Menentukan Awal dan Akhir Ramadhan berdasarkan Hisab Astronomis tidak memiliki dasar hukum sama sekali, baik dari Al-Qur’an dan As-Sunnah maupun ijma’. Bahkan jelas-jelas bertentangan dengan dalil-dalil di atas. Lebih dari itu, bahwa generasi as-salafush shalih telah bersepakat bahwa cara penentuan Ramadhan adalah hanya dengan ru`yatul hilal.

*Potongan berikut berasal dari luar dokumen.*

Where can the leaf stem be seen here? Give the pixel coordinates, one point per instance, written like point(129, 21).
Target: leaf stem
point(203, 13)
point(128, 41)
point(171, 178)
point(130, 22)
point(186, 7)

Al-Hâfizh Ibnu Hajar rahimahullah berkata dalam Fathul Bâri ketika menjelaskan hadits:
إنا أمة أمية لا نكتب ولا نحسب ، الشهر هكذا وهكذا وهكذا : يعني مرة تسعة و عشرين و مرة ثلاثين
“Kami adalah umat yang ummiy, kami tidak
menulis dan tidak menghitung. Satu bulan itu begini, begini, dan
begini”. Yakni terkadang 29 hari, terkadang 30 hari.
“Maksud kata ‘Al-Hisab’ dalam hadits ini adalah ilmu hisab
perbintangan dan peredarannya. Mereka (para shahabat) dahulu tidak
mengetahui tentang ilmu tersebut kecuali segelintir orang saja. Maka
(Syari’at) mengaitkan hukum (kewajiban) shaum dan yang lainnya dengan
ru’yah (al-hilâl), dalam rangka meniadakan kesulitan dari mereka jika
menggunakan ilmu hisab peredaran bintang. Hukum ini terus berlanjut
dalam ketentuan ash-shaum walaupun pada masa setelah mereka muncul
orang-orang yang mengetahui ilmu hisab perbintangan tersebut. Bahkan
konteks hadits di atas menunjukkan penafian mutlak keterkaitan hukum
(shaum Ramadhan) dengan ilmu hisab. Hal ini diperjelaskan dengan
pernyataan Rasulullah dalam hadits di atas:
فَإِنْ غُمَّ عَلَيْكُمْ فَأَكْمِلُوا العِدَّةَ ثَلاَثِيْنَ
“Jika terhalangi (oleh mendung) maka sempurnakan bilangan (Sya’ban) menjadi tiga puluh hari”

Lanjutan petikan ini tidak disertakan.